A aprovação anual das contas (matéria relativa ao controlo da sociedade) é da competência exclusiva da assembleia geral dos acionistas (art. 376º, nº1). É, todavia, dever do órgão de administração, no caso do administrador único, “pedir a convocação da assembleia geral referida no número anterior e apresentar as propostas e documentação necessárias para que as deliberações sejam tomadas.” – art. 376º, nº4.
A Autora alega, desde logo, que a sociedade não tinha constituído, à data da elaboração dos documentos a apresentar à assembleia geral anual de aprovação de contas, órgão de administração, porquanto o seu administrador único havia sido destituído em assembleia geral datada de 17 de Fevereiro de 2023.
Vejamos.
De acordo com o ponto 8 dos factos provados a acionista AA pediu a palavra na assembleia geral de 17 de Fevereiro de 2023 tendo declarado: “… ; e outros comportamentos lesivos de interesses da sociedade e da acionista minoritária evidenciam a total falta de condições para continuar a exercer funções de administrador com violação grave dos seus deveres de lealdade, de diligência e de cuidado enquanto administrador,. Assim, exprimo o meu voto de total desconfiança em relação á administração e gestão do Administrador único, BB considerando que não pode continuar a exercer as funções, votando por isso, na sua destituição por justa causa. O presidente da Assembleia dá por encerrada a sessão …”
As deliberações de destituição de órgãos sociais são factos sujeitos a registo (art. 3º, nº1, al. m) do Código do Registo Comercial). A Conservatória do Registo Comercial recusou o registo definitivo da destituição do administrador da Ré, BB, o qual fora promovido pela Autora. Isto por existirem dúvidas acerca da existência da própria deliberação social, as quais não eram suscetíveis de serem removidas apenas pela análise dos documentos apresentados e registos anteriores, e em face das disposições aplicáveis, tal como prescreve o princípio da legalidade plasmado no art. 47º do Código do Registo Comercial.
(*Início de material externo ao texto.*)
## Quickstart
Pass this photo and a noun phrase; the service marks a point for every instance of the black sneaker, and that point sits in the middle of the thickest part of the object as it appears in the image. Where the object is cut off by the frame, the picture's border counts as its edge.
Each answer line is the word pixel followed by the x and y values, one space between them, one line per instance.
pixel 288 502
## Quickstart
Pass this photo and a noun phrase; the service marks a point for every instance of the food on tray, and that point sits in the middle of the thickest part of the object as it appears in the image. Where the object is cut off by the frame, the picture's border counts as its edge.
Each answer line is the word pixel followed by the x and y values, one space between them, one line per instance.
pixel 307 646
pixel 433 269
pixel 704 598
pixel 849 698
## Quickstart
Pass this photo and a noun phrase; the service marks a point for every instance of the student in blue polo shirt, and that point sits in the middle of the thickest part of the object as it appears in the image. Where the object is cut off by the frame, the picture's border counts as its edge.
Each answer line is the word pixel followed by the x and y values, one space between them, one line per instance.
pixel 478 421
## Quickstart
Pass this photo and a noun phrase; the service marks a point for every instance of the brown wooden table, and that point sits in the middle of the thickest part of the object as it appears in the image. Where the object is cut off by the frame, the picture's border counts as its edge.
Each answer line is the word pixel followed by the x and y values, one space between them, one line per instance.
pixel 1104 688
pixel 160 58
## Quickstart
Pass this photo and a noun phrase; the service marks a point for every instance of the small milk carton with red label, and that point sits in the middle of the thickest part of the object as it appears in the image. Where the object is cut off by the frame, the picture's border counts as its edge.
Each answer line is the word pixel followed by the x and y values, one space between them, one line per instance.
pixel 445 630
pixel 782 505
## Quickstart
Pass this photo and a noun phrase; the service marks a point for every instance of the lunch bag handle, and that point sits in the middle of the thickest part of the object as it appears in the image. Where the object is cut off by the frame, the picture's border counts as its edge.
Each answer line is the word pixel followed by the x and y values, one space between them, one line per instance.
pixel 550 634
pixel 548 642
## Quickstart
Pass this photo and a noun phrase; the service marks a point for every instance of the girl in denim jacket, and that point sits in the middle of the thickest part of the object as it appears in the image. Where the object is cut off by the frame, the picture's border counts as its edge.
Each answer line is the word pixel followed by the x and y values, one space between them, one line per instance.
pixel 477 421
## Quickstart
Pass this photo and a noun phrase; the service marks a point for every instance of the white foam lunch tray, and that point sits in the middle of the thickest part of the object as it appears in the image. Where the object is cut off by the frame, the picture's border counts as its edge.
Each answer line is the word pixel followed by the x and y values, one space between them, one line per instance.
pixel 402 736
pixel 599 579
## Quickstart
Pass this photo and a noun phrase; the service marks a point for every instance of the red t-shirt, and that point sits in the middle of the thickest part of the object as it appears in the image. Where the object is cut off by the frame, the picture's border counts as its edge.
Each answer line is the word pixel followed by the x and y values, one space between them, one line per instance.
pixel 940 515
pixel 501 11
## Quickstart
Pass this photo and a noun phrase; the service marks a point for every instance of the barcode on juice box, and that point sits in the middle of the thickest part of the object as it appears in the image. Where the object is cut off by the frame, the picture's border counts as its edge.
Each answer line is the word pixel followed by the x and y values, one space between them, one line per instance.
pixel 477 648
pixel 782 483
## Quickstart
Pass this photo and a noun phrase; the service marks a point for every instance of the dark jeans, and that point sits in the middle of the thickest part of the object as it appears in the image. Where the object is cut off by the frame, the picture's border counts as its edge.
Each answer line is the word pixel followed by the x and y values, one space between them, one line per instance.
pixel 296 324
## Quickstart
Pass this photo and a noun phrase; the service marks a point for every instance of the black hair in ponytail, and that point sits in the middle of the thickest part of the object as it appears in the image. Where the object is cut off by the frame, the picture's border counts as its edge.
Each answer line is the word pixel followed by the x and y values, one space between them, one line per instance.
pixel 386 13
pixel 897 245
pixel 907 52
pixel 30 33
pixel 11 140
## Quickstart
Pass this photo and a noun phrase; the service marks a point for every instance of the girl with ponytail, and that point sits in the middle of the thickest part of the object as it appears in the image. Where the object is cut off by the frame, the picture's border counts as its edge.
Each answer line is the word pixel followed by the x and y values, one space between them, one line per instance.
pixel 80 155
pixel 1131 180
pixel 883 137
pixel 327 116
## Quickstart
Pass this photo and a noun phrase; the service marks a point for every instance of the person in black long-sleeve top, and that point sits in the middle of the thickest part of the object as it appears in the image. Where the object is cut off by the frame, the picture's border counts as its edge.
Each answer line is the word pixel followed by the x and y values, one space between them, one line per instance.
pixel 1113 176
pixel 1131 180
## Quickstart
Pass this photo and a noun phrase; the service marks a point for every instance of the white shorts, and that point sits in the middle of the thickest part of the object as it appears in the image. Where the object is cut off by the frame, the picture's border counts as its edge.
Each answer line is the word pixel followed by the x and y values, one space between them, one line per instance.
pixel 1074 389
Ora, não obstante as atas constituírem apenas uma formalidade ad probationem, o certo é que a Autora não fez mais nenhuma prova no sentido de que a destituição do administrador único foi um assunto submetido a votação na assembleia geral de 17-02-2023. Com efeito, só é possível formar-se uma deliberação sobre assunto relativamente ao qual sejam chamados a pronunciarem-se os sócios. No caso, era forçoso que a Autora solicitasse ao presidente da mesa da Assembleia Geral que submetesse à votação a destituição do administrador único com justa causa. Ora, a Autora emite uma declaração e um voto sobre um assunto que não foi submetido a deliberação. Nessa medida era insuscetível de, apenas com o seu voto, formar uma deliberação imputável à coletividade dos acionistas.
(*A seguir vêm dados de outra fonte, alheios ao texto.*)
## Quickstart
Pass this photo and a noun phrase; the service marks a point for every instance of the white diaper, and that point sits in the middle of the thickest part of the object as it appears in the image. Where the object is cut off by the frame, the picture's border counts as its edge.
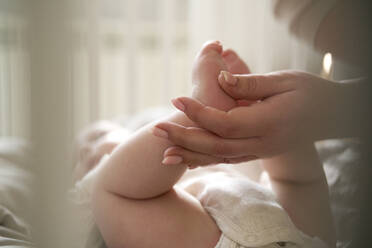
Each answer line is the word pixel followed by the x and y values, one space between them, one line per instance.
pixel 246 213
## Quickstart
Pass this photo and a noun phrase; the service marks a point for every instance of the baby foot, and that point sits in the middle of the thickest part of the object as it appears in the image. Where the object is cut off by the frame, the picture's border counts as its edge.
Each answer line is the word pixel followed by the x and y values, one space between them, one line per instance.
pixel 234 63
pixel 206 70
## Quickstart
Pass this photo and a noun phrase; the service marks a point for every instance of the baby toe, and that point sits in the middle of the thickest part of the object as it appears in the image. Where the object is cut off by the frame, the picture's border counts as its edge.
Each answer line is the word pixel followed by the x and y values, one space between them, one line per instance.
pixel 211 46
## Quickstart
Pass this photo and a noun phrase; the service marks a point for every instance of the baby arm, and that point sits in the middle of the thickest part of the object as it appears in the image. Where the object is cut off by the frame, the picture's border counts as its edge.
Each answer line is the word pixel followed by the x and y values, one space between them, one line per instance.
pixel 298 180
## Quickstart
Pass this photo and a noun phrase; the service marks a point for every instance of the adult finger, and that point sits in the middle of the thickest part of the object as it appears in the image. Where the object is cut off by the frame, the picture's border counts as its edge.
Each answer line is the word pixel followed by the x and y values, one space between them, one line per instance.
pixel 255 86
pixel 178 155
pixel 194 159
pixel 203 141
pixel 240 122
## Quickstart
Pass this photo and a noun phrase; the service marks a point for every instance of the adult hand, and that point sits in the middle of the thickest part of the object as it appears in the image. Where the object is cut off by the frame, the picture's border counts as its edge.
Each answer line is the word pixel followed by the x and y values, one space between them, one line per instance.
pixel 290 108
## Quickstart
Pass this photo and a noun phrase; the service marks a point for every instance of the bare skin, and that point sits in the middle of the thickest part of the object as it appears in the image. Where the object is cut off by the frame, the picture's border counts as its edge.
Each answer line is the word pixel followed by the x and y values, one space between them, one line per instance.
pixel 134 195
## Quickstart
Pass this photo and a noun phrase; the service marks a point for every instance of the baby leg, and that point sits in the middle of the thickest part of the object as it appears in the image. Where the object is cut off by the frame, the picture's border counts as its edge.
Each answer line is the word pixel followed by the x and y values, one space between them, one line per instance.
pixel 135 204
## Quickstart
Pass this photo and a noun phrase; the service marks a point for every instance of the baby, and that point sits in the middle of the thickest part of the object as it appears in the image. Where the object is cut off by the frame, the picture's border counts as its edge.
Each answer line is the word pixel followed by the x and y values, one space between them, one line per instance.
pixel 135 203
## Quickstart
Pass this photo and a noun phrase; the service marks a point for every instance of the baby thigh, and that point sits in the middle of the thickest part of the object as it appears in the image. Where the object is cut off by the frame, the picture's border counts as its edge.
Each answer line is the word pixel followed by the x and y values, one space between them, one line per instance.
pixel 174 219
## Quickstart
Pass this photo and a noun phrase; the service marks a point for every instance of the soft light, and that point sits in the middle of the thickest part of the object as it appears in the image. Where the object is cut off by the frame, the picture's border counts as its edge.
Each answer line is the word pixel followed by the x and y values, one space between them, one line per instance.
pixel 327 63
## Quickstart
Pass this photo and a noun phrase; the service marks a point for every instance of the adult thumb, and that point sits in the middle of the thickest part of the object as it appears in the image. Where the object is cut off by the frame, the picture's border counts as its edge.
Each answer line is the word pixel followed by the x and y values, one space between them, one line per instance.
pixel 255 86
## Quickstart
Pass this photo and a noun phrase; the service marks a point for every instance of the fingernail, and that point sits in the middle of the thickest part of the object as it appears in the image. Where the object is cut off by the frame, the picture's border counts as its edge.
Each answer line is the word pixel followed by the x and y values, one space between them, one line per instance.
pixel 171 160
pixel 159 132
pixel 229 78
pixel 230 56
pixel 178 104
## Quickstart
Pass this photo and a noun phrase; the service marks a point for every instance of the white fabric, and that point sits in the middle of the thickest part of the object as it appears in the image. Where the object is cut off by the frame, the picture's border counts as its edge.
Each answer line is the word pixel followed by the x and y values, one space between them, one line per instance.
pixel 246 213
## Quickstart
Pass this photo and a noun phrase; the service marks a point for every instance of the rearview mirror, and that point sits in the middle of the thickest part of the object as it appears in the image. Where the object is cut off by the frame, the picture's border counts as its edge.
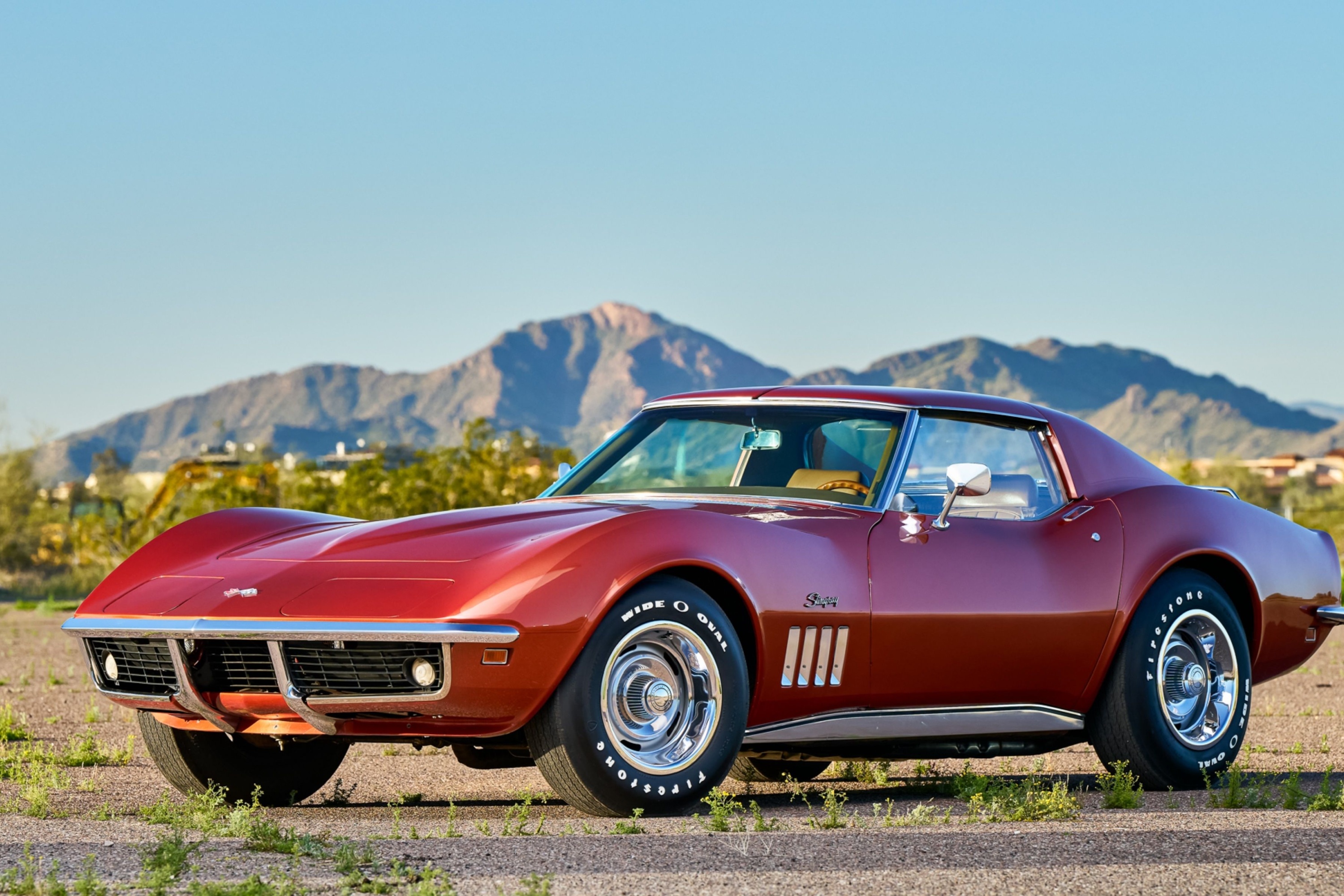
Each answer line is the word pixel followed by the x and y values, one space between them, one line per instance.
pixel 761 441
pixel 964 478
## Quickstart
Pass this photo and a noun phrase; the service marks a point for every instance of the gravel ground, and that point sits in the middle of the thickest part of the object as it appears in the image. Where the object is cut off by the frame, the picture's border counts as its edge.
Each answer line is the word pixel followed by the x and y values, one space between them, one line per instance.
pixel 1174 844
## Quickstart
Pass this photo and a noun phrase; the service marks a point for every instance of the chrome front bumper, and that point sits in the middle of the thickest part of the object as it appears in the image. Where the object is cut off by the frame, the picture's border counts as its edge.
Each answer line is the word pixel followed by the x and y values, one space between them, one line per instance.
pixel 275 632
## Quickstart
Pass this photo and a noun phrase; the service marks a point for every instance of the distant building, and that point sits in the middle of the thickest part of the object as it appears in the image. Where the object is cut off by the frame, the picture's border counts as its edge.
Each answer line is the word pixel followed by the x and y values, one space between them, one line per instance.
pixel 1277 470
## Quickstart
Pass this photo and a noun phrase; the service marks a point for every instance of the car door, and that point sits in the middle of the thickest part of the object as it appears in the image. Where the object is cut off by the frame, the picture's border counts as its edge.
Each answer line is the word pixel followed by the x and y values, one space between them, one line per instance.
pixel 1012 602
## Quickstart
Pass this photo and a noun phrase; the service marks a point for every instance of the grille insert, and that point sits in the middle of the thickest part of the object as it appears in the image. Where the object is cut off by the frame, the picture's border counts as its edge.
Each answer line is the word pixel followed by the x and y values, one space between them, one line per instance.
pixel 236 667
pixel 143 665
pixel 361 668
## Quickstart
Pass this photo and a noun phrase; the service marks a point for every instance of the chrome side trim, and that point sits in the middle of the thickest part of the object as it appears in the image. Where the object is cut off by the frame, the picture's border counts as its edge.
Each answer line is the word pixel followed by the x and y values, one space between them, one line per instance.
pixel 1221 489
pixel 288 630
pixel 1330 616
pixel 124 695
pixel 941 722
pixel 189 698
pixel 810 648
pixel 738 401
pixel 293 699
pixel 897 469
pixel 371 703
pixel 791 657
pixel 823 657
pixel 838 667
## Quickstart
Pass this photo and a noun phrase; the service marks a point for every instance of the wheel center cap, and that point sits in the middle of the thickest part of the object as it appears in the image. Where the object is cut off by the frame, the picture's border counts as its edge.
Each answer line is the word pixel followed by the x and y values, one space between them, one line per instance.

Não tendo sido feito prova para lá do que consta da ata, valem as considerações efetuadas pela Sra. Conservadora do Registo Comercial que recusou o registo desse facto. Assim, o administrador único desta sociedade à data da elaboração dos documentos de prestação de contas, à data da assembleia geral de acionistas de 14-06-2023, e até à presente data, é BB, sendo este que consta nessa qualidade da certidão da matrícula comercial da Ré A..., S.A. O facto da sua nomeação como administrador único, uma vez registado, constitui presunção que essa situação existe (e esta – a nomeação - não foi posta em crise) e é oponível a terceiros (art. 11º e 14º do Código de Registo Comercial).
Assim, quem pede a convocação da assembleia geral anual para apreciação e deliberação sobre o relatório de gestão e as contas do exercício do ano de 2022; sobre a proposta de aplicação de resultados; e para apreciação geral da administração e fiscalização da sociedade. – art. 376º, nº1 - foi quem tinha competência para o fazer, o administrador único. Trata-se de uma competência imperativa. – art. 65º, nº2 in fine
Logo, não se verifica o fundamento de nulidade a que alude a al. d) do nº1 do art. 56º, e eventualmente de anulabilidade a que alude a al. a) do nº1 do art. 58º
*
A Autora alega também que, por força da regra da sequência/continuidade dos exercícios, é inadmissível aprovar as contas de um exercício quando as contas do exercício anterior não estejam ainda aprovadas.
A contabilidade assenta no pressuposto da continuidade da entidade cuja atividade se projetará no futuro. Daí que a aprovação das contas de um exercício (por regra coincidente com o ano civil) seja indispensável à preparação e apresentação das contas do exercício seguinte.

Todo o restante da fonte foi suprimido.